Star Trek: The Next Generation (4-Movie Collection) – Worth Taking Another Trek

There really is nothing quite like a good Trek.

Collected together for re-release, Star Trek: The Next Generation 4-Movie Collection features the stories that (almost) helped redefine science fiction on the big screen. Spanning almost 10 years in theatres Star Trek: Generations (1994), Star Trek: First Contact (1996), Star Trek: Insurrection (1998) and Star Trek: Nemesis(2002) were meant to revive the Trek franchise and keep it relevant as the world marched into the next millennium. Now, newly remastered in 4K, the series is back for the next generation to enjoy in the comfort of their home.

Admittedly, the Next Generation films have truly never looked better. Although the final film, Nemesis, was released over 20 years ago, the new transfer truly makes them feel fresh. There is a crispness of the visuals that revives each piece in superior fashion. These sorts of reissues are painstakingly difficult processes but Paramount has done their best to ensure that each film sparkles on the home screen.

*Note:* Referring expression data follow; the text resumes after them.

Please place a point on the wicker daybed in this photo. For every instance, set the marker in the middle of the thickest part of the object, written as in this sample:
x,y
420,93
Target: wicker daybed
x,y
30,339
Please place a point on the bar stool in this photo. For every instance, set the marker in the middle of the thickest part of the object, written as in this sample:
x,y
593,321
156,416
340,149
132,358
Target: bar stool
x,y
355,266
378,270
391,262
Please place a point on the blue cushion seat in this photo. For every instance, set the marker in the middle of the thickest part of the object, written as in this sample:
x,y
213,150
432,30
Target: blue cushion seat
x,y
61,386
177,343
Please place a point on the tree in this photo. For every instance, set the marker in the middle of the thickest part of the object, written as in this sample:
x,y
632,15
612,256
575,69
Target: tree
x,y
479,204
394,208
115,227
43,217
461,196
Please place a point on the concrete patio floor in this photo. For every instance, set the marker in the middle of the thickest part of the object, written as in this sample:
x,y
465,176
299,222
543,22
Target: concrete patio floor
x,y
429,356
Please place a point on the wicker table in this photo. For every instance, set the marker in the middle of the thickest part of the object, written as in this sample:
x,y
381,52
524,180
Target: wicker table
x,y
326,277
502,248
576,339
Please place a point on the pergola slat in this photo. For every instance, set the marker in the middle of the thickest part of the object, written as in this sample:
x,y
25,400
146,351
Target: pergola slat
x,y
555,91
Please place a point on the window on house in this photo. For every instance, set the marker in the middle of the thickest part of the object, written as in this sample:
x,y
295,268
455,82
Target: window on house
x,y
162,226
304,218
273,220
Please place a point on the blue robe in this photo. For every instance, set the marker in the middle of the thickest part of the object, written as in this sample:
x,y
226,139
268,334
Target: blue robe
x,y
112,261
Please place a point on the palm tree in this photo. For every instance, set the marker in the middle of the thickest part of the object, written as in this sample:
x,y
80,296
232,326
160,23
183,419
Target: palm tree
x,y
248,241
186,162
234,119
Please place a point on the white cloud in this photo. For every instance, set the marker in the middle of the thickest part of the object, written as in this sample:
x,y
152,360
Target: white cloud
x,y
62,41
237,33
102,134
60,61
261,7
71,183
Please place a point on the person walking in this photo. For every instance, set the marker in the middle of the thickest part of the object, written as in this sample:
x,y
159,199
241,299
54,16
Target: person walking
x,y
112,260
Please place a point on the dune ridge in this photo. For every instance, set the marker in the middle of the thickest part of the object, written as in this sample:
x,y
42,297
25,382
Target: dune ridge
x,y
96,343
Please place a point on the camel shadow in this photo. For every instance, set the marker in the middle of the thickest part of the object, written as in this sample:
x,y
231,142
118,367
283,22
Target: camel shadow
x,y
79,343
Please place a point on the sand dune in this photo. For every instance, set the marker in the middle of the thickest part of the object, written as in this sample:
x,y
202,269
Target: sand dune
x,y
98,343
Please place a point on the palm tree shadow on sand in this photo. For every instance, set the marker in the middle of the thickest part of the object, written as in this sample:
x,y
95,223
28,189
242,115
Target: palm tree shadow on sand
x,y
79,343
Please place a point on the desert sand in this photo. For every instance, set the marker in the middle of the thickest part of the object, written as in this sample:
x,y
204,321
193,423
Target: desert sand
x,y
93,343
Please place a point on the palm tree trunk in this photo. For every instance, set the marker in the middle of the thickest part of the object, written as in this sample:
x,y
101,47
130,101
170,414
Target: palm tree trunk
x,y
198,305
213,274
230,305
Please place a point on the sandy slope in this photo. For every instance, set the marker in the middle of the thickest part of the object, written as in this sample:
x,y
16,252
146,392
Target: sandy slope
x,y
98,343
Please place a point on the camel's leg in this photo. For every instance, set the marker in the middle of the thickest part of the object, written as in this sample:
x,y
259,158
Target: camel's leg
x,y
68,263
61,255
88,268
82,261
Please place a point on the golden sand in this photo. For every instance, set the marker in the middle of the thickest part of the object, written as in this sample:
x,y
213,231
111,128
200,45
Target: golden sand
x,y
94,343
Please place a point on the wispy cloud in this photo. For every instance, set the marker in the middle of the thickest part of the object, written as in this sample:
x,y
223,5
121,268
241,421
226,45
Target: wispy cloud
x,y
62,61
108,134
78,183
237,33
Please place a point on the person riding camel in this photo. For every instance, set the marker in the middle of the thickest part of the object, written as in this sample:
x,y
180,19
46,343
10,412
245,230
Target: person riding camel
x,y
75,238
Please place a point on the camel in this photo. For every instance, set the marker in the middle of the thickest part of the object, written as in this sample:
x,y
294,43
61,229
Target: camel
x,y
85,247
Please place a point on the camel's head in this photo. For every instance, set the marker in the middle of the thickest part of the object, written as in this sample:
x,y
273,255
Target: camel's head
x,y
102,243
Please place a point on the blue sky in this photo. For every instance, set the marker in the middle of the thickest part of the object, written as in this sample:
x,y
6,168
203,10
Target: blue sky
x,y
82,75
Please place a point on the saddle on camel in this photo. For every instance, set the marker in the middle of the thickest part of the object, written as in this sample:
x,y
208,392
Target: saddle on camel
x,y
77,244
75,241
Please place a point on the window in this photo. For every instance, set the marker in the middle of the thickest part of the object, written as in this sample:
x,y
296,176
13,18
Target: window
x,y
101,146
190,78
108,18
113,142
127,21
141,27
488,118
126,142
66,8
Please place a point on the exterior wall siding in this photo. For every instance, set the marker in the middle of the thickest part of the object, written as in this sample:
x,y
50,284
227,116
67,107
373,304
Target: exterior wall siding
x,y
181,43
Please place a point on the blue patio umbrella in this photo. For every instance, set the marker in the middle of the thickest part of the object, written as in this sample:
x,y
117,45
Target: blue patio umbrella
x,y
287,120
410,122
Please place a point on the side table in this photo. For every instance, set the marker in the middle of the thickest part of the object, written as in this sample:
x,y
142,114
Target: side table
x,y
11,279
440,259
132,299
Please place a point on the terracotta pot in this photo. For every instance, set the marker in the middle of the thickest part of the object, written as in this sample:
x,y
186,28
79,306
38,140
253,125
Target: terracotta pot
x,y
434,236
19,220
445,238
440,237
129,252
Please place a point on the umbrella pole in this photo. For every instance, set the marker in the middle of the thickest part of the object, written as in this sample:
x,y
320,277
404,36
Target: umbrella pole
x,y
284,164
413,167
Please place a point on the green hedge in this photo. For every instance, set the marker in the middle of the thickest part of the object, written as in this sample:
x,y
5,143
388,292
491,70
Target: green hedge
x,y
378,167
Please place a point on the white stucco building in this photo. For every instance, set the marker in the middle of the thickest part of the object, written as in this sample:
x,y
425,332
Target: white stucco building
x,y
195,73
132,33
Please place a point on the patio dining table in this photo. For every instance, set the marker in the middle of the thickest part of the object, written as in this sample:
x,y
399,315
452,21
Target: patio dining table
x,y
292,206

In terms of extras, the films also do their best to meet the high standards of Trek fans. With multiple featurettes and hours of content, they offer suitable background information to the Trek universe. However, the most standout features come from multiple commentaries on each disc, offering different perspectives and deep dives of information that should satisfy the most hardcore of fans. 

Having said this, although the films themselves have never looked better, no amount of rendering can cover over their various flaws. Although time has been kinder to the four Next Generation films strange storytelling decisions and poor character arcs still plague several of these adventures and serve as a reminder why it was not long before it was rebooted into the Chris Pine era. Insurrections still feels somewhat goofy, even if it feels the truest to the series and Nemesis still feels like a misfire. However, other entries fare better with the lens of time. With its merging of crews and love of nostalgia, Generations has aged better than expected. There’s a certain sense of joy seeing Picard and Kirk share the screen together, even if the story doesn’t always work. What’s more, as the darkest (and most accessible entry), First Contact continues to shine the brightest. There’s a focus within that film that still feels like one of the best of the entire series—and the reconstruction truly brings it to life with new clarity.

By revisiting these entries, the heart of Trek still beats loudly. Whereas the other beloved sci-fi space opera that takes place in a Galaxy Far, Far Away has always been about family and justice, the true joy of Trek lies in its unshakeable belief in hope for mankind. Although the Trek series has danced with God before (sigh… in the misguided fifth film), Next Generation has always put its faith in science wherever possible. This is a series about progressing and ‘bettering ourselves’, as Picard reminds us in Contact. Star Trek has always acknowledged the brokenness of humanity. But, it also argues that, through the quest for knowledge, we have the opportunity to evolve and change. This sense of growth shines through in these films, ranging from the emotional changes in Insurrections to Data’s desire to experience emotion in Generations. In Trek, it’s a cold world but knowledge brings truth.

Rather than focus on revolution, this series fights for evolution.

In this way, growth becomes a form of grace. Humanity’s desire to heal brings a certain sense of hope to it. This sense of optimism has always brought light to the Trek world and, even with their flaws, shines through in this series. Although the visuals of the re-issue are stunning, it’s always been the joy embedded within this series that seems to keep it relevant, even after all this time. Between that positivity and it’s stunning remastering, these rereleases are more than worth the Trek to the store for purchase. 

Star Trek: The Next Generation 4-Movie Collection is available on 4K on Tuesday, April 4th, 2023.